Os três mais velhos estudam pela manhã. Toda a turma freqüenta escola particular - o que representa um armário lotado de uniformes que passam de um para outro, de todos os tamanhos, R$ 3 mil em material escolar no início deste ano letivo e 40 cadernos comprados. Cristina acorda cedo, com a primeira leva, para monitorar o café da manhã. Dois litros de leite, de 12 a 15 pães. Almoço e janta - um quilo de arroz e dois de carne por dia - reúnem, sempre, os sete em casa, e é a mãe quem
cozinha. Cristina
então deixa as menores na escola e vai para o trabalho. Busca as gurias no final da tarde e, em casa, curte o melhor momento do dia.
- Todo mundo já saiu, já voltou e está em casa - explica.
Cristina e Osvaldo têm cinco filhos planejados em uma época em que a média, segundo dados de 2006 do Instituto Brasileiro de Geografia e Estatística (IBGE), é de 1,7 filhos por mulher no Estado e de dois no Brasil. Nos anos 50, os índices eram de 5,7 e 6,2, respectivamente. Compras em atacado facilitam a tarefa de manter a despensa cheia.
- Imagina a quantidade de papel higiênico e sabão em pó. A máquina de lavar funciona 24 horas por dia - diverte-se.

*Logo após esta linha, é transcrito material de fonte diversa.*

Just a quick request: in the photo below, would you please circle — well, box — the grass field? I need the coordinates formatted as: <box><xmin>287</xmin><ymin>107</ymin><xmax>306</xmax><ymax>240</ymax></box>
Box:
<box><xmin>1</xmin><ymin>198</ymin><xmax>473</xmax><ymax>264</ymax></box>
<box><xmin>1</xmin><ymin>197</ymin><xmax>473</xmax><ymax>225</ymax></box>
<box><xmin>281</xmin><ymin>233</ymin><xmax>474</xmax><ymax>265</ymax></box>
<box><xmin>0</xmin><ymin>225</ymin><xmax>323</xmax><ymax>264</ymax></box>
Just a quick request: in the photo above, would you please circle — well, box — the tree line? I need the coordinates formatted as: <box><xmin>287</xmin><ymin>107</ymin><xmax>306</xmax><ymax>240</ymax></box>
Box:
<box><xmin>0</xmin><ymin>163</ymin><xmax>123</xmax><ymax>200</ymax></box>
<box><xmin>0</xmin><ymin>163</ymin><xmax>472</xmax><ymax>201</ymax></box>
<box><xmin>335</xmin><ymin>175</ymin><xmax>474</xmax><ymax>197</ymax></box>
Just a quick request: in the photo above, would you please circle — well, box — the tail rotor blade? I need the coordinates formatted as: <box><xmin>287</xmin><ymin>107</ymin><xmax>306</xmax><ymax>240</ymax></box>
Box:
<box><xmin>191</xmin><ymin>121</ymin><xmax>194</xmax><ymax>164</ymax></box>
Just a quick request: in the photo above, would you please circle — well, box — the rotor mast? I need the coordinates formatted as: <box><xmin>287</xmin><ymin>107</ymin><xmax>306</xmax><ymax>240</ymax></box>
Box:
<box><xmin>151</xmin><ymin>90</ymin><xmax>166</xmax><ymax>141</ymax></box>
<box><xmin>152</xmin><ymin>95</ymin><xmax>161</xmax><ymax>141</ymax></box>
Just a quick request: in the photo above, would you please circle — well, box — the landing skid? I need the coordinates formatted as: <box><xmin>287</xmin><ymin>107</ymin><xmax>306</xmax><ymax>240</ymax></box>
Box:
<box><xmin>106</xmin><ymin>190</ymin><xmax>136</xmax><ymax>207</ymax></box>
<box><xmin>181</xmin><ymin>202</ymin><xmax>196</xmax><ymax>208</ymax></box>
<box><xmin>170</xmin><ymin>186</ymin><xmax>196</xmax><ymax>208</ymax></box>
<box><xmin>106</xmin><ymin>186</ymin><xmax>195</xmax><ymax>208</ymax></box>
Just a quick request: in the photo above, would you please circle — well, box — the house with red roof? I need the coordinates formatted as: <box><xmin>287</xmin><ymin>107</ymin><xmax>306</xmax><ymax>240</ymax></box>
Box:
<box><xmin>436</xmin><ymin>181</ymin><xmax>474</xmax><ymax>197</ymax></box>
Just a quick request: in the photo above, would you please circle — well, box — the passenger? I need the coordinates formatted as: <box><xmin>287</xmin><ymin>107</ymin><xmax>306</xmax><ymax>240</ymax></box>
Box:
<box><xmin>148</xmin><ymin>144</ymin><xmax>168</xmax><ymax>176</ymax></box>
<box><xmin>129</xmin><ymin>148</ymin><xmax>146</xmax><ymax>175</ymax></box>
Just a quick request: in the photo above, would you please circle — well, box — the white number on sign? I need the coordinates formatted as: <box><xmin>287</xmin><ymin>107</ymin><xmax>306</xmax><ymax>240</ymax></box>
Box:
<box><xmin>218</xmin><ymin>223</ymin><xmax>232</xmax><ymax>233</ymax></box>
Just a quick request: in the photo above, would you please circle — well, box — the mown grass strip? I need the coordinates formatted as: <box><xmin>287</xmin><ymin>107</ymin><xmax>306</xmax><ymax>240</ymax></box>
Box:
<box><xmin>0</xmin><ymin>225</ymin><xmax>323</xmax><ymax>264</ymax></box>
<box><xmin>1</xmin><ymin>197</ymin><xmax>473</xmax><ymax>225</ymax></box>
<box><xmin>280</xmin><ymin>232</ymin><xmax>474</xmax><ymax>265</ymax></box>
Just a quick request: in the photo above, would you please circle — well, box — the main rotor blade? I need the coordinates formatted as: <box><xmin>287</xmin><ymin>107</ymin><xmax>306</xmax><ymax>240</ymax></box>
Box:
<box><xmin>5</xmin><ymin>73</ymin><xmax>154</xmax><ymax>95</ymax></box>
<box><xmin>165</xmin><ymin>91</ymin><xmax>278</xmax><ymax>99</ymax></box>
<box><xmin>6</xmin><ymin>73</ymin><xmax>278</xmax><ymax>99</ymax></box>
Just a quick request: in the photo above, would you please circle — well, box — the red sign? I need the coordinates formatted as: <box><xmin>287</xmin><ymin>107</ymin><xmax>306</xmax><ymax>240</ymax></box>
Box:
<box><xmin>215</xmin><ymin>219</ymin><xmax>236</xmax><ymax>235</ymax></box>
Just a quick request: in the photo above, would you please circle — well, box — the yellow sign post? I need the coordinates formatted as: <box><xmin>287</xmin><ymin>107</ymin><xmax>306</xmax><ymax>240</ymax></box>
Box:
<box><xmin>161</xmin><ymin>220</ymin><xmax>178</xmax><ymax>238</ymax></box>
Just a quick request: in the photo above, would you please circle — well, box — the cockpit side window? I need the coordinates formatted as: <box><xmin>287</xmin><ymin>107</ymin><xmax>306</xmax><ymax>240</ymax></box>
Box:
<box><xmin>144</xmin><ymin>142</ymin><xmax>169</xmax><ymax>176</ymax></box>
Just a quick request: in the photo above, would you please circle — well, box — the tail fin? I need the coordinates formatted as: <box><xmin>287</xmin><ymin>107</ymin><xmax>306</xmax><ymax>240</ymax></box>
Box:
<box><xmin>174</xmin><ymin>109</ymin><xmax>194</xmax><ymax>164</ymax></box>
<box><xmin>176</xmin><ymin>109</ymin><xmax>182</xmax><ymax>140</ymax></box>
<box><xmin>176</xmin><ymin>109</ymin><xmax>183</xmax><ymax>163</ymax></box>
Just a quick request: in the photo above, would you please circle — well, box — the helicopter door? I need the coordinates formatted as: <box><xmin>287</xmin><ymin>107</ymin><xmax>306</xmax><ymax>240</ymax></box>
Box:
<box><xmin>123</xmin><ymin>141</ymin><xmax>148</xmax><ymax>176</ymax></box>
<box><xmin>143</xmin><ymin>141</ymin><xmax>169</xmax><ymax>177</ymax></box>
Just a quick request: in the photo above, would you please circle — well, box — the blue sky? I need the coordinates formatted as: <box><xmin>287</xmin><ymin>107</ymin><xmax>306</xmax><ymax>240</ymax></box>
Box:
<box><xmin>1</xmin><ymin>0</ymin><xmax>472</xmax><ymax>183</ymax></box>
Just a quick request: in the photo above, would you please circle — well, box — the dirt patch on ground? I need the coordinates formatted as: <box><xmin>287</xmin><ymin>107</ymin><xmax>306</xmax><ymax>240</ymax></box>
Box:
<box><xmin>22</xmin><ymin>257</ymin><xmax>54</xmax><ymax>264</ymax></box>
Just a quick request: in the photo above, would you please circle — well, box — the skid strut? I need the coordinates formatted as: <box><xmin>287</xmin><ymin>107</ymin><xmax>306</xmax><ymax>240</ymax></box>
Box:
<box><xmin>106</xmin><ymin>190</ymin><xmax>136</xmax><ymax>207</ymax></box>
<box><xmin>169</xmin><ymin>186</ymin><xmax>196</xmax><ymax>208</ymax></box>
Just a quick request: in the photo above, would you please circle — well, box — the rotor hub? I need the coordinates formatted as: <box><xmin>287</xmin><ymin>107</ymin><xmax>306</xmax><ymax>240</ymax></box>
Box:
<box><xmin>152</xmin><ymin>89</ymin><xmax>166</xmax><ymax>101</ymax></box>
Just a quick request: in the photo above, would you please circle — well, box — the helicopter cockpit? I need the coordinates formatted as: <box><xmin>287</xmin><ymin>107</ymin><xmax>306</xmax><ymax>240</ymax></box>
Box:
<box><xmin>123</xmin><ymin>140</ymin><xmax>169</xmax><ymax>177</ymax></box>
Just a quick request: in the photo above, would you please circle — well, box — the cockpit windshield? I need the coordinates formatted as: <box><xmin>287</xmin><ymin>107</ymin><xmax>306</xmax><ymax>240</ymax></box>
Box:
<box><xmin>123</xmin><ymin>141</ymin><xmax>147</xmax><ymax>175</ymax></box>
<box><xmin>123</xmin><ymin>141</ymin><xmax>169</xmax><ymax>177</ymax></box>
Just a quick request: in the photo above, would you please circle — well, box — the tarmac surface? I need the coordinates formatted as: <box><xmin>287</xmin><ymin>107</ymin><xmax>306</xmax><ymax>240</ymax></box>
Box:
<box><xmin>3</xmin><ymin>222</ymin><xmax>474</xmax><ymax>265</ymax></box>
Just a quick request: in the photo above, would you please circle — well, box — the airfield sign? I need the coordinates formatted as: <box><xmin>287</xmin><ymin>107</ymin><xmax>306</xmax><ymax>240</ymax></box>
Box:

A família numerosa é referência por onde passa. Cristina não é apenas Cristina. O nome ganhou um aposto - "a mãe dos cinco filhos". Ao adquirir sete edredons de uma só vez, a vendedora questionou se a compra era para alguma pousada, caso em que a loja poderia oferecer um desconto. Para organizar a
vida na casa de dois andares e quatro
dormitórios, Rafael, Felipe, Débora, Camila e Lívia seguem duas regras para as quais não há desculpa: tudo que foi tirado do lugar deve ser devolvido, e aqui está incluída a obrigação de lavar prato, copo e talheres após o jantar, e todo mundo vai para a cama às 22h.
- Temos que ter um horário para a gente - justifica a mãe em nome do casal.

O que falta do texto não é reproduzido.